A friend dropped me an email recently to ask which running shoes he should buy next. He’s been a dedicated runner for years but one who was still running in cushy, somewhat heavy training shoes with a 12mm heel-toe drop. He said he had heard all of the rage about minimalism and had even done some research about heel-toe drop. “I know I need to get into shoe with less drop, lighter and lower to the ground,” he told me. “My only question is ‘how low do I need to go?’”
That’s a good question. I immediately called him to give him my answer. Without boring him with technospeak, I gave it to him straight. It really has little to do with the shoes and everything to do with how fit, strong, agile and flexible he is or is willing to become.
Yes, there are lighter, sleeker and more minimally designed shoes available now than there were for the past two decades. Most are lighter and offer more “feel” for the ground. But, I told him, to run in shoes that are lower to the ground, flatter (meaning less of heel-toe drop) and less substantial, you need to be very fit, flexible, agile and strong. Those kinds of shoes can make you a more efficient runner—ultimately by improving your form and lowering your running economy—and thus allow you to run farther and faster with less energy.
But you can’t just jump into these modern training shoes—no matter if you’re talking about barely-there barefoot-style shoes or just lighter, less structured, less cushioned models—and expect instant results. Unlike Forrest Gump, there are no magic shoes.
The reason so many people have gotten hurt switching over to minimalist shoes in recent years isn’t because minimalist shoes are bad for you. It’s because most runners aren’t ready for those kinds of shoes.

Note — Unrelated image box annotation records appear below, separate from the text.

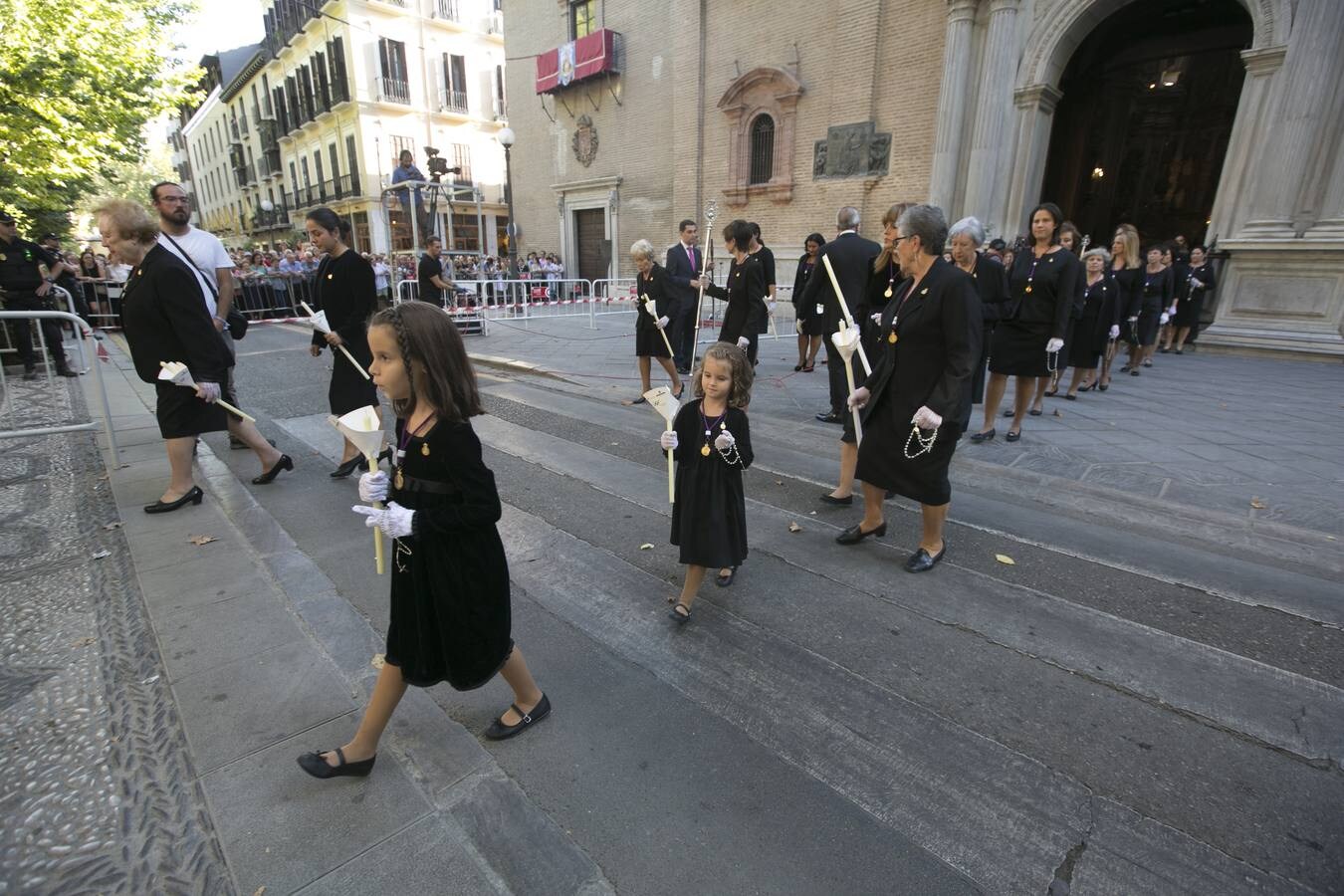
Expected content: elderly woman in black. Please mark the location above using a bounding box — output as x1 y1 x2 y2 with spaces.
630 239 681 404
836 205 982 572
95 199 295 513
948 218 1008 442
307 208 379 480
696 219 767 352
980 203 1082 442
793 234 826 373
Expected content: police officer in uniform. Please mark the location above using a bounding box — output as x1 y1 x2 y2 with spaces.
0 211 78 380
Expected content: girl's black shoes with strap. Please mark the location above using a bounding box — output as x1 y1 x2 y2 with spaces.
253 454 295 485
299 747 377 778
485 693 552 740
145 485 206 513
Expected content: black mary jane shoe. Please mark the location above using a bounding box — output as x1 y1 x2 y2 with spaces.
906 542 948 572
328 455 364 480
297 747 377 778
145 485 206 513
253 454 295 485
836 520 887 544
485 693 552 740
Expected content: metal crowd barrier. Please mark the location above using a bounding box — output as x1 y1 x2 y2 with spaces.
0 312 116 457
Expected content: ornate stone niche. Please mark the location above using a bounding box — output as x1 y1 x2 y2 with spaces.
719 66 802 205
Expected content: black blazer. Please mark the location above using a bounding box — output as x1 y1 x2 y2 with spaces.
704 255 765 343
802 234 882 333
121 243 234 384
665 243 704 315
863 258 983 429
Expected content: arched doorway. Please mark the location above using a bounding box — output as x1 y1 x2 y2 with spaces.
1041 0 1252 245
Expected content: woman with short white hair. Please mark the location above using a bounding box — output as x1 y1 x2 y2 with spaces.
630 239 681 404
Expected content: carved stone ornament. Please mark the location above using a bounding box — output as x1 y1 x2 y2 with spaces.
573 115 596 168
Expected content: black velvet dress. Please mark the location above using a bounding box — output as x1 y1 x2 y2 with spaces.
672 399 753 568
314 249 377 416
385 420 514 691
634 265 676 357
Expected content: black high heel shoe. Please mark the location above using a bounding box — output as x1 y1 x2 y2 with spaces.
330 454 364 480
253 454 295 485
836 520 887 544
145 485 206 513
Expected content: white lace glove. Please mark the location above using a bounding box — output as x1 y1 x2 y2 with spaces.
910 407 942 430
350 501 415 539
358 470 387 501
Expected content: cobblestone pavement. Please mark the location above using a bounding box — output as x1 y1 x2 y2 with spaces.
0 379 233 893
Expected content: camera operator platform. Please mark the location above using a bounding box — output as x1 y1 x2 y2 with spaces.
381 146 487 336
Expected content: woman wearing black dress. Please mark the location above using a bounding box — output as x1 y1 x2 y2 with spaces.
307 208 379 480
836 205 982 572
699 219 765 357
1120 245 1174 376
793 234 826 373
630 239 681 404
980 203 1082 442
1167 246 1218 354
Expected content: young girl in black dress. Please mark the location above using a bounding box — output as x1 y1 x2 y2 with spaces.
659 342 753 623
299 303 552 778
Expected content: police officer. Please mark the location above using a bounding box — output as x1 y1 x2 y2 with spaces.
0 211 78 380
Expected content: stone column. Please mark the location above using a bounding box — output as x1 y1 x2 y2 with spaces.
1245 0 1344 236
929 0 979 214
963 0 1021 231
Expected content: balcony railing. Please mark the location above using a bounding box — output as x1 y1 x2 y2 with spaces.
373 78 411 107
438 90 466 115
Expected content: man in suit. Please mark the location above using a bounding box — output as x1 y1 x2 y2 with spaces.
799 205 882 426
664 218 704 373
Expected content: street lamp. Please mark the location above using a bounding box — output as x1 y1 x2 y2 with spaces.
495 127 518 280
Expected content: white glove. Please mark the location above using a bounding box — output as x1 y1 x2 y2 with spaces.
910 407 942 430
358 470 387 501
350 501 415 539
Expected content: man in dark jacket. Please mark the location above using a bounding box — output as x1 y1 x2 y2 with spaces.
801 205 882 426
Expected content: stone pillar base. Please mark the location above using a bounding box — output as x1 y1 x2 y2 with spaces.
1199 239 1344 360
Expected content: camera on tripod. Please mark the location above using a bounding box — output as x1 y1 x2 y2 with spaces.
425 146 462 184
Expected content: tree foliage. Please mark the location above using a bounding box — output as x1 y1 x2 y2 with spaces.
0 0 200 231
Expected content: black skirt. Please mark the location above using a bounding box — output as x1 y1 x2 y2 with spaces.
154 380 228 439
990 321 1052 376
853 394 962 507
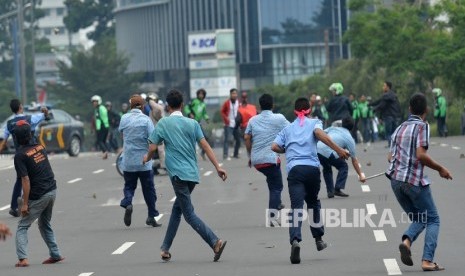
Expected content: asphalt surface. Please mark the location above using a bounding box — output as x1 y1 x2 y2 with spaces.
0 137 465 276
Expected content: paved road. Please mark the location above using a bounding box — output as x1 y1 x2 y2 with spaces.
0 137 465 276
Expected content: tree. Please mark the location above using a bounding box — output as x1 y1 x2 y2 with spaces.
47 38 141 116
63 0 115 42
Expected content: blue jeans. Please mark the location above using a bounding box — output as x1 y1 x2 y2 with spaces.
223 126 241 158
391 180 440 262
120 170 159 218
287 165 325 244
318 154 349 193
16 190 61 260
161 176 218 251
10 177 23 211
257 164 283 216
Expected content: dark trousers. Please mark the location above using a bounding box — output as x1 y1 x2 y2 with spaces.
257 164 283 216
120 170 159 218
318 154 349 193
161 176 218 251
10 177 23 210
97 127 110 152
362 118 372 143
287 165 325 244
223 126 241 158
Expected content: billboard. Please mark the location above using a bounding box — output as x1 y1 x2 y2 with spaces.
187 33 216 55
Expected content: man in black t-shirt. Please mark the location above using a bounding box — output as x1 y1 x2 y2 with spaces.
15 120 64 267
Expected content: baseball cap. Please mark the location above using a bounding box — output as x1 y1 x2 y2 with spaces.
129 94 145 109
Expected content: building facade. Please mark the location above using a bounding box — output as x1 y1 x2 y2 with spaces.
115 0 349 98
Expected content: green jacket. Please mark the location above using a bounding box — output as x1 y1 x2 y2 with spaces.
434 96 447 118
184 98 209 122
94 105 110 130
357 102 373 119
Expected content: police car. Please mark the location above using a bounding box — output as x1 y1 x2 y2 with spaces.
0 107 84 156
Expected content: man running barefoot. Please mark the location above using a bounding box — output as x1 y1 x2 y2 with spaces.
143 90 227 262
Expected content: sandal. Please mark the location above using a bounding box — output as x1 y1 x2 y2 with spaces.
421 263 445 271
161 251 171 262
213 240 227 262
42 257 65 264
399 243 413 266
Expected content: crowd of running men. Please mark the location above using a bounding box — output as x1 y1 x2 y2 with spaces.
0 82 452 271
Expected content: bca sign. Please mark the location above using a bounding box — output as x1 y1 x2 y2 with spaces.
187 33 216 55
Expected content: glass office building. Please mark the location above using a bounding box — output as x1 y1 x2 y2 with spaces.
115 0 349 95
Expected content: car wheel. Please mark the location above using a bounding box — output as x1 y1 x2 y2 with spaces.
68 136 81 156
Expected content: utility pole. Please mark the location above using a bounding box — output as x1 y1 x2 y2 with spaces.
17 0 27 104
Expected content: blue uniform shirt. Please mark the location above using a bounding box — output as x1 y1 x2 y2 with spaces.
274 117 323 173
118 109 154 172
149 111 204 183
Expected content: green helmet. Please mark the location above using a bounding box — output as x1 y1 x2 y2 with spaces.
329 82 344 95
433 88 442 97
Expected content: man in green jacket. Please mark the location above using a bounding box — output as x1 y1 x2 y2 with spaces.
433 88 447 137
90 95 110 159
184 88 210 160
357 95 373 142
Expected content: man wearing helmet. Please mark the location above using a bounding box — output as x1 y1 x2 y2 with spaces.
90 95 110 159
326 82 353 124
433 88 447 137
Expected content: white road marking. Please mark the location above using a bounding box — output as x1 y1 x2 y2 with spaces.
155 214 163 222
373 230 387 242
111 242 135 255
361 185 371 193
367 203 378 215
383 259 402 275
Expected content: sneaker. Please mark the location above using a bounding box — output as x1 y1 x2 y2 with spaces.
291 240 300 264
8 208 19 218
334 190 349 197
145 217 161 227
315 238 328 251
124 205 132 227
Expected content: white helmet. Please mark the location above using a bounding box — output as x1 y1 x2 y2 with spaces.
90 95 102 105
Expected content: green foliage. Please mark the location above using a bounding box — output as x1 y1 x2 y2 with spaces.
47 38 141 118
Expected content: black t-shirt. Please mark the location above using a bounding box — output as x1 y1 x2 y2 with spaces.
15 144 57 200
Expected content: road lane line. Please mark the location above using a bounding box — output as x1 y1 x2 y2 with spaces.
111 242 135 255
367 203 378 215
383 259 402 275
361 185 371 193
373 230 387 242
155 214 163 222
68 178 82 184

It’s all about the runner, not the shoes. (Unfortunately, I’ve heard from dozens of runner/jogger friends and acquaintances who have taken that leap without any sense of moderation or preparation and wound up getting hurt.)
Let’s keep in mind that most runners need some level of cushioning and protection most of the time — at least those of us in the Western world who have been conditioned to wear shoes and walk/run on hard surfaces most of the time.
Running in shoes with very little protection and/or cushioning is best done with careful moderation, unless you happen to be a supremely fit, strong, flexible and agile runner. And to be honest, most people who run on a regular basis aren’t supremely fit, strong, flexible and agile. Some are, but most are not. The way to get to that level is to spend time doing strength, form and flexibility drills or a variety of cross-training activities in addition to running copious amounts of miles.
My answer to my friend was to consider buying a pair of modern, everyday trainers—those with a heel-toe drop between 4mm and 8mm (as opposed to the standard 12mm or the uber-minimalist zero-drop design) and a modest amount of cushioning—and to also start doing form and strength drills on a regular basis and engage in some kind of general strength routine two or three times a week.
In time, he could become a stronger, fitter, more flexible and more agile runner, one who could become faster and less injury prone. The choice of which shoes he should buy is relative to how much he wants to prepare his body. Because, when it comes down to it, it’s not about the shoes, it’s about the runner.